Punching the Clock
By Stephanie Francis Ward
Aug 1, 2007, 08:48 am CDT
Mayer Brown Rowe & Maw recently asked securitization associates in its New York City office to be at their desks by 10 a.m. Actually, 9:30 a.m. would be even better, says that office’s partner-in-charge, Brian Trust.
According to the request, which took the form of a memo, some partners and, surprisingly, “several associates” were concerned that their colleagues were physically absent during “normal business hours.”
Not so surprising was the reaction the memo got when it ultimately made its way to legal news Web sites and blogs. “When you stop giving us assignments at 6 p.m. that require us to be there until midnight because you’re totally disorganized, we’ll come in at 9 a.m. or whenever you want,” fumed one writer who posted on the Wall Street Journal’s blog. “Other than that, shut your trap, collect your quarterly profits and let us handle our business.”
Wrote another, “How about I show up by 9 a.m. every day, if I’m never asked to work past 9 p.m. on any day? Fair is fair, no?”
Trust, a bankruptcy attorney who represents lending syndicates, acknowledges that “if somebody works nights and weekends and needs to rest up, we fully expect that.” Yet he makes no apologies for the firm’s stand on start times.
“Clients are always best served when you have a cohesive team working together,” he says, “and you have that by having the entire team in the office, working together.”
Management at other law firms has similar thoughts.
“We have normal business hours, and we expect them to be here by 9:30 a.m.,” says Steven J. Gartner, a corporate finance partner at New York City’s Willkie Farr & Gallagher. If an associate is routinely later than that, Gartner says, he would want to know why.
“If they’re just a late riser, we’d tell them that they ought to work harder to get there,” he says. “If we have someone who strolls in around 10:30 a.m. on a regular basis, we’d have a chat with them.” Gartner didn’t elaborate on the nature of the chat, but one assumes it wouldn’t be pleasant.
THE ‘BEING SEEN’ SCENE
Paula Hinton, a litigation partner who mentors many associates at Houston’s Vinson & Elkins, says she often tells them that 99 percent of the job is showing up, preferably on time. “People need to bring home the notion that you have to be here and you have to be seen,” she says.
Needing to see associates at their desks may be generational, says R. Bruce McLean of Washington, D.C., chairman of Akin Gump Strauss Hauer & Feld. When he sees empty offices, he wonders whether the firm has enough work, and he suspects that other lawyers his age have similar thoughts.
But he understands that many associates also work from home, and he says he wouldn’t care if an associate routinely came to work around 11:30 a.m.—providing that person got his or her work done.
“There’s not a high correlation between how much time you spend in the office and how well you perform,” McLean adds. “We probably have some people who are in the office a lot who don’t perform so well.”
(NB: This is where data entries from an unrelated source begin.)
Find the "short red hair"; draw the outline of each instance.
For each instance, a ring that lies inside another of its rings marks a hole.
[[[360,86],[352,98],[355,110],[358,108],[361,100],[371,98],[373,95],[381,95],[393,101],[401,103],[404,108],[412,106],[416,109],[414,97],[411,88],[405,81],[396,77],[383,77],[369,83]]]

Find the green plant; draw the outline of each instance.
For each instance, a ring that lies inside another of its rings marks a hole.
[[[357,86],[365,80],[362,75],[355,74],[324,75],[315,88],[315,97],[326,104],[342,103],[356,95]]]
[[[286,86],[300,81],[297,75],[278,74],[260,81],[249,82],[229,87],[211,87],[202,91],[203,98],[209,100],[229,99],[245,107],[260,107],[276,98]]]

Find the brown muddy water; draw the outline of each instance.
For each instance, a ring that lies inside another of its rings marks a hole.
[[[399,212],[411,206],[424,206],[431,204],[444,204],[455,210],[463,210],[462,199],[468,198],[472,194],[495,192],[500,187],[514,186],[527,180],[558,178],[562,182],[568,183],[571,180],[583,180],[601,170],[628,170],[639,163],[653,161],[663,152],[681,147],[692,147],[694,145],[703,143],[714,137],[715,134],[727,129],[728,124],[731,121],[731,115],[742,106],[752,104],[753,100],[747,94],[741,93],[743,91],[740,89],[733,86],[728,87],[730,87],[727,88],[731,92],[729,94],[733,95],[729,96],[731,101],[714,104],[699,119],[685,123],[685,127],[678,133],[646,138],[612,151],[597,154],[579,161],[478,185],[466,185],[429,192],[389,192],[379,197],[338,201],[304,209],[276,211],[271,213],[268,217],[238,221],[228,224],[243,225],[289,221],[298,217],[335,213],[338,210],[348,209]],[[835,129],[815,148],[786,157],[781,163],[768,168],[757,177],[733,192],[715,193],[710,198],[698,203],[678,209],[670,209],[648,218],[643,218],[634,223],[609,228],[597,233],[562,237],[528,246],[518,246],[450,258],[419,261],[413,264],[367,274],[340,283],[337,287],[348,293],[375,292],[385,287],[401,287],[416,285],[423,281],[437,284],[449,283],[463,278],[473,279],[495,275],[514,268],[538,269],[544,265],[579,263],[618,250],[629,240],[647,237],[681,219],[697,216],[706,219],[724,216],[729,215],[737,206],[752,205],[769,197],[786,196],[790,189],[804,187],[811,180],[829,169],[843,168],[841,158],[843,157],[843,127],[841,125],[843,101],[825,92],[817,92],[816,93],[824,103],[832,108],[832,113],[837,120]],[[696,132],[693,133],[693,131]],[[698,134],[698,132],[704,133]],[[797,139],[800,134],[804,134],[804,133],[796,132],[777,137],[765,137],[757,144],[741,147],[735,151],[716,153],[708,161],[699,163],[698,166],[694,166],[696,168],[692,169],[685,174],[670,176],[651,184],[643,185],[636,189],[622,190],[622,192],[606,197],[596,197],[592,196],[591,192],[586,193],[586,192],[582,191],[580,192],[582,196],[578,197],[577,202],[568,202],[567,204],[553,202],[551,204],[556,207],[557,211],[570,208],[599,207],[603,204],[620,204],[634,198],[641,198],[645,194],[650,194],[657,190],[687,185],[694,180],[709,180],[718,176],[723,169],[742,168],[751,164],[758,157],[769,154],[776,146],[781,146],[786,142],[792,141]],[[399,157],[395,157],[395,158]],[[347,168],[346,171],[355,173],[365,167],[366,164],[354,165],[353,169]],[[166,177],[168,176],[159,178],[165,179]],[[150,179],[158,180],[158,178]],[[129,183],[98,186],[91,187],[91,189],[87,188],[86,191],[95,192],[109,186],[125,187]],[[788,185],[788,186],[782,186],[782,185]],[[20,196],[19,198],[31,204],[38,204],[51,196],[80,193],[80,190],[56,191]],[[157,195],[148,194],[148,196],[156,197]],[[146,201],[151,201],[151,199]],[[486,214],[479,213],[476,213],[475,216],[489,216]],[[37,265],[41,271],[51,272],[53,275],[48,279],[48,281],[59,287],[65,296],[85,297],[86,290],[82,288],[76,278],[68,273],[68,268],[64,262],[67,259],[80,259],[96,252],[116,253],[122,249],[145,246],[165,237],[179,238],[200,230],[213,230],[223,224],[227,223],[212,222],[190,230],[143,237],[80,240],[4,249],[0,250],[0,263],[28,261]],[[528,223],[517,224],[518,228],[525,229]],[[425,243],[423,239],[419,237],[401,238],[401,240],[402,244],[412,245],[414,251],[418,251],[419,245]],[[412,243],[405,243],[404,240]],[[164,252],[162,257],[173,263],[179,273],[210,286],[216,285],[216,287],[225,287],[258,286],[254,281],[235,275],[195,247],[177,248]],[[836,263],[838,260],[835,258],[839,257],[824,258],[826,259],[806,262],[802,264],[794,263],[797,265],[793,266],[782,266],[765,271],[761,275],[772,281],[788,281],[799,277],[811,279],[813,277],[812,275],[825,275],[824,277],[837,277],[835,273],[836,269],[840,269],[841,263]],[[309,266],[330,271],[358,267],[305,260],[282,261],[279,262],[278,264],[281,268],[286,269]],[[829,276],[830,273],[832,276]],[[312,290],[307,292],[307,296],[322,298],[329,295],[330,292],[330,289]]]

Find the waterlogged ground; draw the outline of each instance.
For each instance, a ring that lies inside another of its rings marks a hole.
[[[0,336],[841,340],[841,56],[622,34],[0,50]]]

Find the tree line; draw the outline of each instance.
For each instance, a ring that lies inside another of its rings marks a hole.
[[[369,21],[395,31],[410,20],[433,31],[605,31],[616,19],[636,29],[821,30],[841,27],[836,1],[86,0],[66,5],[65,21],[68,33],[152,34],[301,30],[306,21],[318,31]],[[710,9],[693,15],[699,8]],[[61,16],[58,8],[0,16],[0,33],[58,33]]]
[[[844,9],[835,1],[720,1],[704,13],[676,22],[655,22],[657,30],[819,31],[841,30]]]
Other firms may be coming around to McLean’s views. Steven C. Krane, a commercial litigation partner at New York City’s Proskauer Rose, says he doesn’t care when his associates arrive, as long as they do their work.
Indeed, Krane himself is not even in the office one or two days a week because he sometimes telecommutes. Other partners do get a certain comfort level from seeing associates at their desks, he says, but that could eventually change.
“It may take 20 or 30 years, but at some point we may not have large groupings of lawyers in center city locations,” Krane says. “And it won’t be necessary for firms like mine to have 13 floors in an office tower.”